4. Luke warm Community and Governmental Buy-In.
The numerous challenges, and their far-reaching consequences, underscore the need for and importance of a comprehensive policy framework to tackle not only the availability of the products but the lack of education and sanitation infrastructure that compound the issue.
“When the education system provides adequate safe toilets, when girls are across the board given the information and support they need as they come of age and as their bodies change as they try to manage their periods in school. That large scale buy-in of the public sector, and of the social norms of the community and the society are what will make the biggest changes ultimately.” says Marni Sommer, associate professor of socio-medical sciences at Columbia University.

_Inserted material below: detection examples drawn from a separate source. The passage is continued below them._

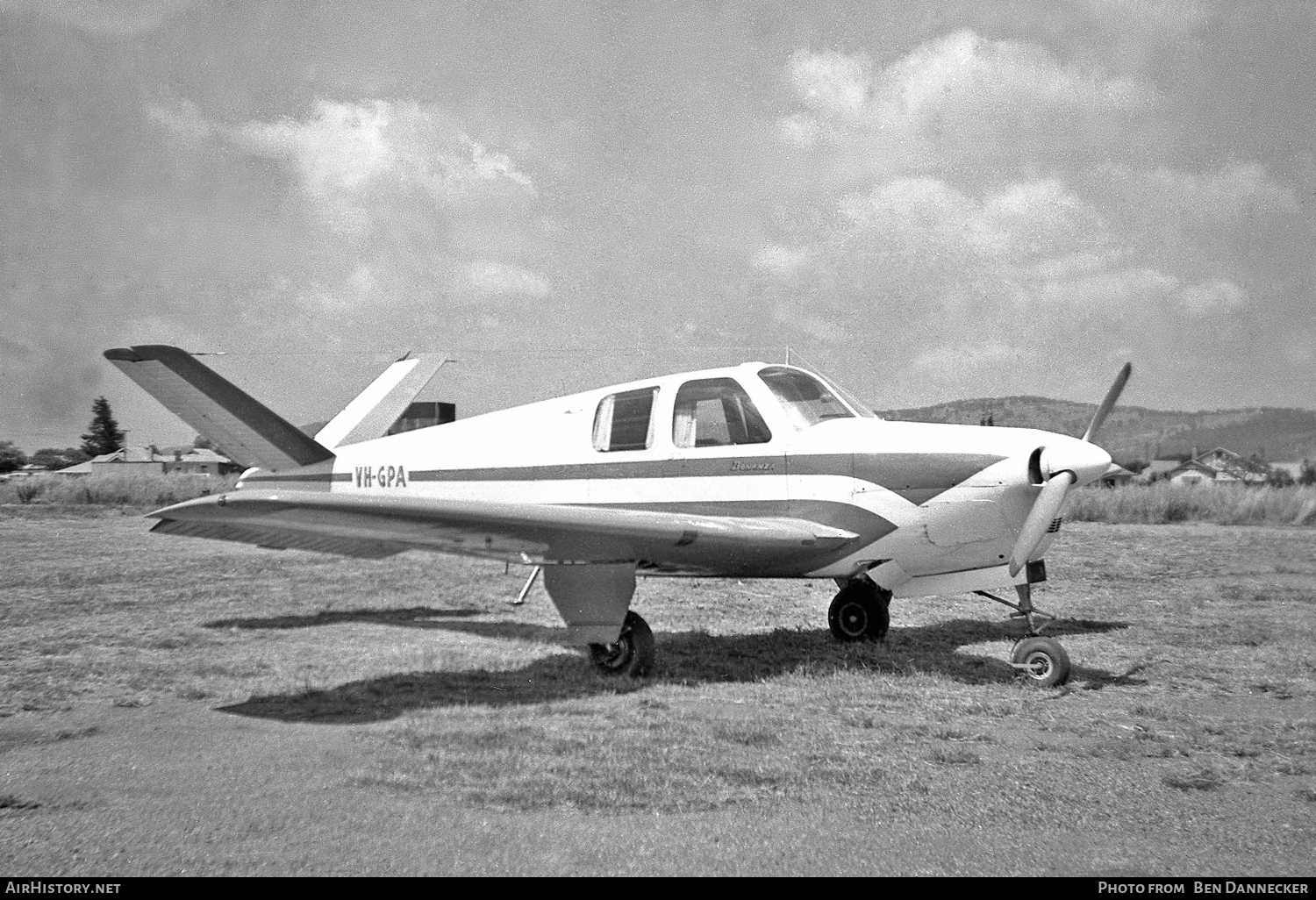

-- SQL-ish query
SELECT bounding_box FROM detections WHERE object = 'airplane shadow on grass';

[210,608,1144,725]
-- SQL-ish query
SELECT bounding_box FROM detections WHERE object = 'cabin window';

[758,366,855,432]
[594,387,658,453]
[671,378,773,447]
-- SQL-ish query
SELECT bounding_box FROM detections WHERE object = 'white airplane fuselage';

[239,363,1111,596]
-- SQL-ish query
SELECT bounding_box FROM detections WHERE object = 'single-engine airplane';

[105,345,1131,686]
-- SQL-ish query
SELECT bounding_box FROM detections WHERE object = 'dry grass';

[0,515,1316,874]
[0,473,237,510]
[1065,482,1316,525]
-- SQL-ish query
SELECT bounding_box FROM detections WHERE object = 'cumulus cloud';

[229,100,534,202]
[155,100,536,216]
[1174,278,1248,316]
[778,31,1157,170]
[466,260,550,297]
[750,244,811,276]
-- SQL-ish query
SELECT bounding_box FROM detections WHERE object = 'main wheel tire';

[1010,637,1070,687]
[826,582,891,642]
[590,612,654,678]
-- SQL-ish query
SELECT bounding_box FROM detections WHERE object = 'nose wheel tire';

[590,612,654,678]
[1010,637,1070,687]
[826,582,891,642]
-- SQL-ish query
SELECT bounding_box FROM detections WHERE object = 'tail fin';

[105,344,334,471]
[316,354,447,450]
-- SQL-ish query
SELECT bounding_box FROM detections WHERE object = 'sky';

[0,0,1316,454]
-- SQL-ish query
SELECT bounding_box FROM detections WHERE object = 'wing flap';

[152,518,411,560]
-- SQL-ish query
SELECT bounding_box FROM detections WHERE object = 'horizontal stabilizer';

[316,357,447,450]
[105,344,334,471]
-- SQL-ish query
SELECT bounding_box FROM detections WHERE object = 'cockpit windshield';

[758,366,873,432]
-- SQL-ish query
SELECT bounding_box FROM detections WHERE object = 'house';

[1102,463,1137,487]
[55,447,233,476]
[1144,447,1270,484]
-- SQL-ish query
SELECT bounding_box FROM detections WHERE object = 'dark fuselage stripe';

[247,453,1005,504]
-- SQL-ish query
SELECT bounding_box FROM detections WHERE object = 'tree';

[83,397,128,457]
[0,441,28,473]
[1298,460,1316,487]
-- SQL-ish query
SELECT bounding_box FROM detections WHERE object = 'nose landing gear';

[974,584,1070,687]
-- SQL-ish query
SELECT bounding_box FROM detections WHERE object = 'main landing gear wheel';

[1010,637,1069,687]
[590,612,654,678]
[826,582,891,642]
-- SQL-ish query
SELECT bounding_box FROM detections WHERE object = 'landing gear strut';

[974,584,1070,687]
[826,578,891,642]
[590,612,654,678]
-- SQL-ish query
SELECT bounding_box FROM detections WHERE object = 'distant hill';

[878,397,1316,462]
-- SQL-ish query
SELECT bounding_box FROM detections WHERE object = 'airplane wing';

[152,489,860,573]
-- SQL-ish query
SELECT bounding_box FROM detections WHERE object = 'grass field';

[0,508,1316,875]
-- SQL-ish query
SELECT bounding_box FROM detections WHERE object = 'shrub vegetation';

[0,473,237,508]
[1065,482,1316,525]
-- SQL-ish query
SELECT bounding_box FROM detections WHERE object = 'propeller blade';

[1084,363,1134,444]
[1010,471,1078,578]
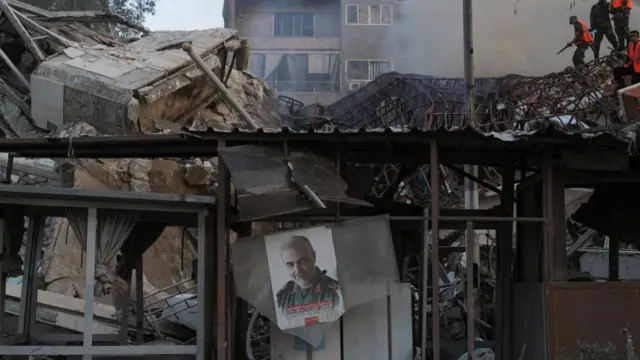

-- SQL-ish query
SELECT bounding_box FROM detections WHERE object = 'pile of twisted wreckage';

[0,0,637,353]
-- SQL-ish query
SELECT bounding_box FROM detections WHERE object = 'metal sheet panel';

[547,282,640,355]
[220,145,370,221]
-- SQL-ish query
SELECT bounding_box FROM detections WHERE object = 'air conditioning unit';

[349,81,362,91]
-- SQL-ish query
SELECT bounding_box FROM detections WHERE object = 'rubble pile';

[288,57,630,206]
[0,0,280,303]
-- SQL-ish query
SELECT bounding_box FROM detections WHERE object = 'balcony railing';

[267,80,341,93]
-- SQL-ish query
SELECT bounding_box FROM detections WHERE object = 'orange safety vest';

[624,41,640,73]
[611,0,632,9]
[576,20,593,44]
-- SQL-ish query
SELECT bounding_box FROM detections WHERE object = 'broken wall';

[388,0,640,78]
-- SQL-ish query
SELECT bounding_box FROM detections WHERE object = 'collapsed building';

[0,0,636,358]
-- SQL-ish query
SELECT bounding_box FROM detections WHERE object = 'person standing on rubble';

[613,30,640,90]
[567,16,593,68]
[589,0,620,59]
[609,0,632,50]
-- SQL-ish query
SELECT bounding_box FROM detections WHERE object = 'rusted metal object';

[547,282,640,360]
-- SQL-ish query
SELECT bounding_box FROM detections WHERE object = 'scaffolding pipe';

[462,0,480,359]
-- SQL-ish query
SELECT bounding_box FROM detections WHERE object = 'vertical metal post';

[136,254,144,345]
[82,208,98,360]
[120,265,133,345]
[215,141,230,359]
[18,216,44,338]
[420,208,430,359]
[0,219,5,339]
[196,211,216,360]
[430,141,440,360]
[494,166,522,360]
[462,0,480,359]
[465,217,476,359]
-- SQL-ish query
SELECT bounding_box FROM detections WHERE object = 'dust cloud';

[381,0,640,77]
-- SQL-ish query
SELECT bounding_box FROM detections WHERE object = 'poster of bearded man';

[264,226,344,330]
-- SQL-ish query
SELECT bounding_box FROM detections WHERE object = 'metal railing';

[267,80,341,93]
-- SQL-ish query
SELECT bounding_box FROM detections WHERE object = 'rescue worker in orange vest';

[567,16,593,68]
[609,0,632,50]
[613,30,640,90]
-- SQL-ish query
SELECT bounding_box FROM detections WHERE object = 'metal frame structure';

[0,185,218,360]
[0,129,640,360]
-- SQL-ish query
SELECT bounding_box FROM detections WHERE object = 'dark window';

[347,5,358,25]
[273,13,315,36]
[347,60,369,80]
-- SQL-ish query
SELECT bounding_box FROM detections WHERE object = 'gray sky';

[144,0,224,30]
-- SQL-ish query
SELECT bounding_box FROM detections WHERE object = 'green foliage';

[107,0,156,38]
[556,341,637,360]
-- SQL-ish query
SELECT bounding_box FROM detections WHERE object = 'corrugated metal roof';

[0,127,624,158]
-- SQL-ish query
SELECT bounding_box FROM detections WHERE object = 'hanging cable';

[245,309,260,360]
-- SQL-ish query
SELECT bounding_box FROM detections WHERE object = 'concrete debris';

[0,0,280,302]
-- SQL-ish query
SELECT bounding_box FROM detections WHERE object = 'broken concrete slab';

[31,29,237,134]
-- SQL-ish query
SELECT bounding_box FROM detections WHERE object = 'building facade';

[224,0,406,104]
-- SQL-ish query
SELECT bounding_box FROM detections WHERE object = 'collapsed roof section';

[291,58,622,132]
[31,29,239,134]
[288,57,629,206]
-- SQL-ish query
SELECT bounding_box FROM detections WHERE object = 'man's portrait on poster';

[265,227,344,329]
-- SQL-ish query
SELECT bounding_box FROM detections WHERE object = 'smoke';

[388,0,640,77]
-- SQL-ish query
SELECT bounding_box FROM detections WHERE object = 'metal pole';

[462,0,480,359]
[420,208,435,359]
[430,141,440,360]
[181,41,259,130]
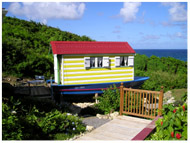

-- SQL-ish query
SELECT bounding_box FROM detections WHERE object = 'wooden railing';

[120,83,163,119]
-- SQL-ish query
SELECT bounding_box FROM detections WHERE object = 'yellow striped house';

[50,41,135,85]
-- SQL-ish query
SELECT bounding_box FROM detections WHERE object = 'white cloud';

[162,2,187,22]
[120,2,141,23]
[8,2,85,23]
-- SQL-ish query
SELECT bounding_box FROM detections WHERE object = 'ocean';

[135,49,187,62]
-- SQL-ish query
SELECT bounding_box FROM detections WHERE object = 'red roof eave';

[50,41,135,55]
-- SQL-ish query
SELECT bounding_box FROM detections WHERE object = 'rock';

[86,125,94,132]
[102,115,109,119]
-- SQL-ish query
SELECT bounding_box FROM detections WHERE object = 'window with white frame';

[115,56,134,67]
[84,57,109,68]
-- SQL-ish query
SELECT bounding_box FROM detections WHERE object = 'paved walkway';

[75,116,152,141]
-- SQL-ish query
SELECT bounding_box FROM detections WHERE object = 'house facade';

[50,41,135,85]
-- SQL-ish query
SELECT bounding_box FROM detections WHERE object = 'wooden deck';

[75,116,152,141]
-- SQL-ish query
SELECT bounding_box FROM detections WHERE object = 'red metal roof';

[50,41,135,54]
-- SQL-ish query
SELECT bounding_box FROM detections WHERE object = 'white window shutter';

[115,56,120,67]
[84,57,90,68]
[103,57,110,67]
[124,57,128,66]
[128,56,134,67]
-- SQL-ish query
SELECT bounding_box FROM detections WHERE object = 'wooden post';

[158,86,164,116]
[119,82,124,115]
[28,82,31,95]
[95,93,98,104]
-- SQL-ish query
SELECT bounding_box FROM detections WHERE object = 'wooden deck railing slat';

[120,84,163,119]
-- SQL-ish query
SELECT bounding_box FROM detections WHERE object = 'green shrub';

[2,103,23,140]
[2,97,86,140]
[96,85,120,114]
[38,110,86,139]
[147,104,187,140]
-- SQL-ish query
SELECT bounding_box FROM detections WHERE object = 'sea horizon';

[134,49,188,62]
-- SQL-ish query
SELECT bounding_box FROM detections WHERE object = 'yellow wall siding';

[61,55,134,85]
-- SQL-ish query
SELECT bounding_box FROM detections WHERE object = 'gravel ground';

[83,116,111,128]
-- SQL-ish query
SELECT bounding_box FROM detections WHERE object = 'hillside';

[2,17,92,78]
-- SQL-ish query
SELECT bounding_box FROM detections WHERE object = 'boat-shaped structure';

[50,41,148,95]
[51,77,149,95]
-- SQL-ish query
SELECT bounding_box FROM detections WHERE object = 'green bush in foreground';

[2,98,86,140]
[146,103,187,140]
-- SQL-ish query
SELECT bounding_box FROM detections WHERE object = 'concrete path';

[75,116,152,141]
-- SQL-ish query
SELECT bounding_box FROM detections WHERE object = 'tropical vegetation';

[2,96,86,140]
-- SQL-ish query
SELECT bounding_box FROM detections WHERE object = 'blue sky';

[2,2,187,49]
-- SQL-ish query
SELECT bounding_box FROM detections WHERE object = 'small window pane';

[90,57,95,67]
[98,57,102,67]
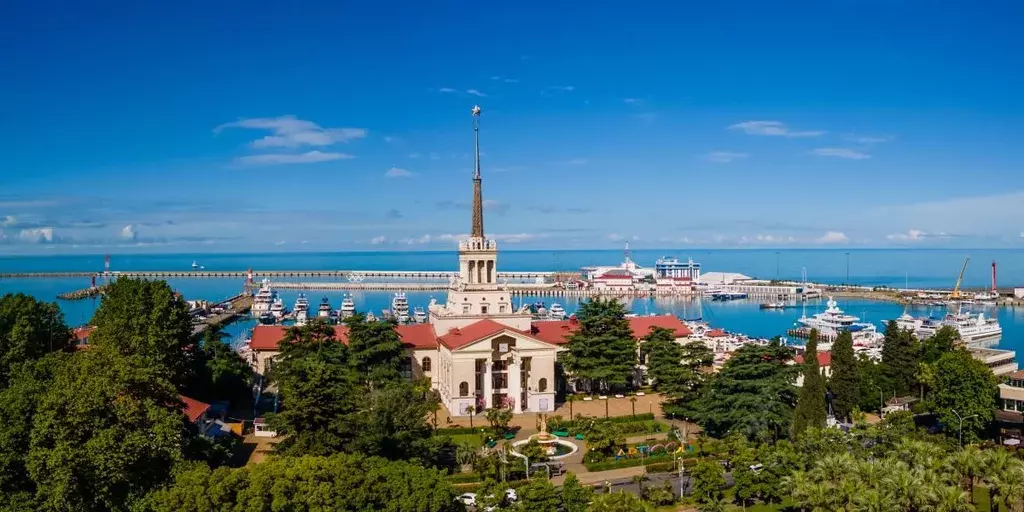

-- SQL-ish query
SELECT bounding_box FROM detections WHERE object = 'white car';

[455,493,476,507]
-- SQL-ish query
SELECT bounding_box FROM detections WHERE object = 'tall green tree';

[26,350,185,511]
[514,477,561,512]
[182,329,253,404]
[0,293,72,388]
[89,278,196,389]
[345,313,406,388]
[560,297,636,391]
[268,322,365,456]
[693,459,726,511]
[562,472,594,512]
[793,329,827,438]
[930,349,998,442]
[828,332,860,422]
[139,454,464,512]
[881,321,921,396]
[697,341,798,438]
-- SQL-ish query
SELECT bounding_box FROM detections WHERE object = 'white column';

[509,361,522,414]
[483,360,495,409]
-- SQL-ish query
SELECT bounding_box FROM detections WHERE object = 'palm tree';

[948,446,985,503]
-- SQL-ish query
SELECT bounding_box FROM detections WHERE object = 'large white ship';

[797,297,884,343]
[896,307,1002,343]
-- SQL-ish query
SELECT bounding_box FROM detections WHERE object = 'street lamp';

[950,409,978,446]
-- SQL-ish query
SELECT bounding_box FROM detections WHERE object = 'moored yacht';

[797,297,883,343]
[270,297,288,319]
[251,280,276,318]
[340,294,355,319]
[391,292,409,324]
[316,297,331,318]
[548,302,565,319]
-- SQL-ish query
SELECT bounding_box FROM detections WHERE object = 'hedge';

[608,413,654,423]
[584,454,672,471]
[435,427,493,435]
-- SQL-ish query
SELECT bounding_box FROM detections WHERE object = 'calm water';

[0,250,1024,349]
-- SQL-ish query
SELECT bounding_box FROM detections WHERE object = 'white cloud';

[18,227,53,244]
[886,229,928,242]
[811,147,871,160]
[705,152,750,164]
[817,231,850,244]
[844,135,894,144]
[384,167,413,178]
[729,121,825,138]
[234,151,355,166]
[213,116,367,148]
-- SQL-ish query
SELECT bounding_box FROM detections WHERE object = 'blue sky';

[0,0,1024,254]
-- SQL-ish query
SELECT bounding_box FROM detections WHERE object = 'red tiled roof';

[395,324,437,348]
[793,352,831,367]
[249,324,437,350]
[531,314,692,345]
[629,314,692,339]
[75,326,96,343]
[178,394,210,423]
[437,318,528,350]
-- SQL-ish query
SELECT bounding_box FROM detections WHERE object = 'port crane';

[949,257,971,300]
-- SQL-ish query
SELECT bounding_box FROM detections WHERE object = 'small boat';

[270,297,288,319]
[548,302,565,319]
[316,297,332,318]
[341,294,355,318]
[391,292,409,324]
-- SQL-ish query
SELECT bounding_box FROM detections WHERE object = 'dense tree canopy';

[697,341,798,438]
[929,349,998,442]
[880,321,921,396]
[345,313,404,388]
[0,293,72,388]
[561,298,636,390]
[142,454,463,512]
[26,351,185,510]
[793,329,827,437]
[828,332,860,422]
[89,278,196,389]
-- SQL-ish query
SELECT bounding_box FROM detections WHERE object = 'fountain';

[512,415,580,460]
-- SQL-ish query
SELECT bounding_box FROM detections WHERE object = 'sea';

[0,249,1024,350]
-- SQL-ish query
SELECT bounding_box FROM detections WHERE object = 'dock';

[0,270,564,281]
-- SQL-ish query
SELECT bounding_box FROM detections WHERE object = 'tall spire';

[470,105,483,239]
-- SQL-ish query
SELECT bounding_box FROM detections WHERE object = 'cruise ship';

[797,297,885,343]
[896,306,1002,343]
[340,294,355,319]
[391,292,409,324]
[251,280,278,318]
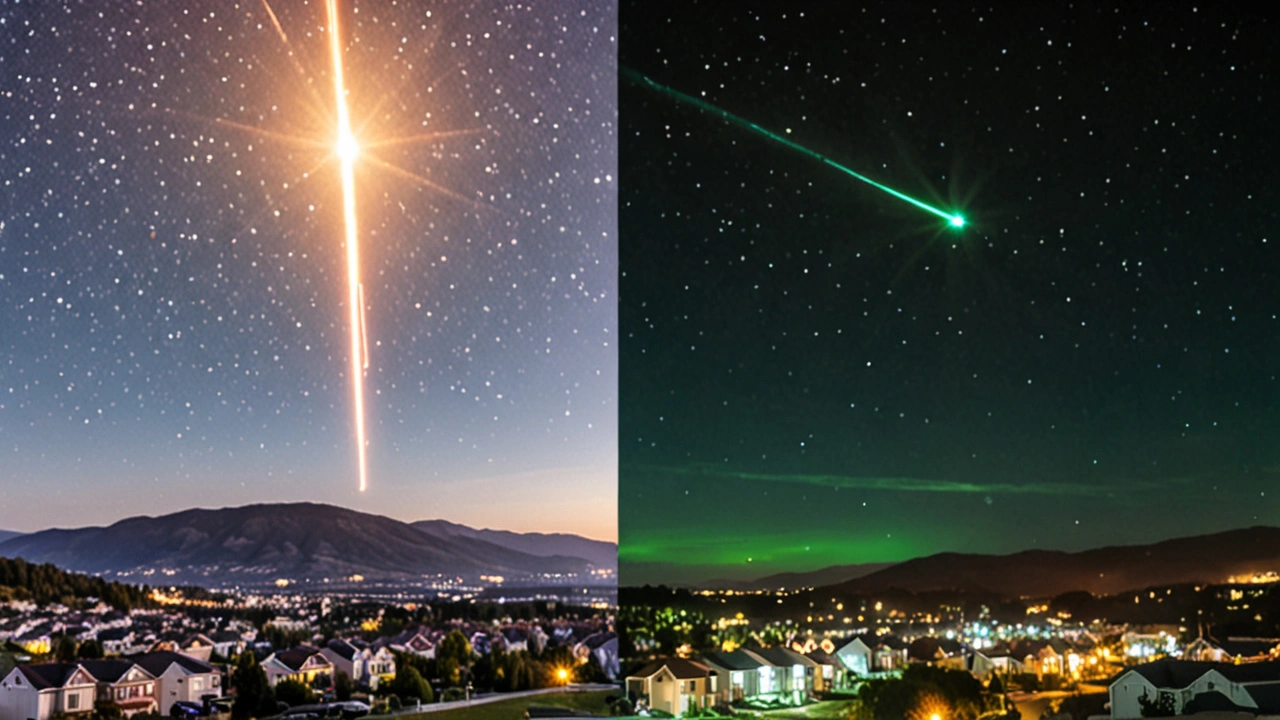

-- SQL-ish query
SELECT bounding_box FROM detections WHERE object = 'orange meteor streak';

Suffice it to say readily available free sanitation products that are distributed in a manner that safeguards the beneficiaries’ dignity would be revolutionary for the girls and women everywhere. It is however important to scrutinize in what new ways this immense gift would present challenges.
Which is the horse and which is the cart? And how interesting that developments in space science are steadily occurring when we cannot yet solve an issue that affects half the world’s population every month of the fertile lives.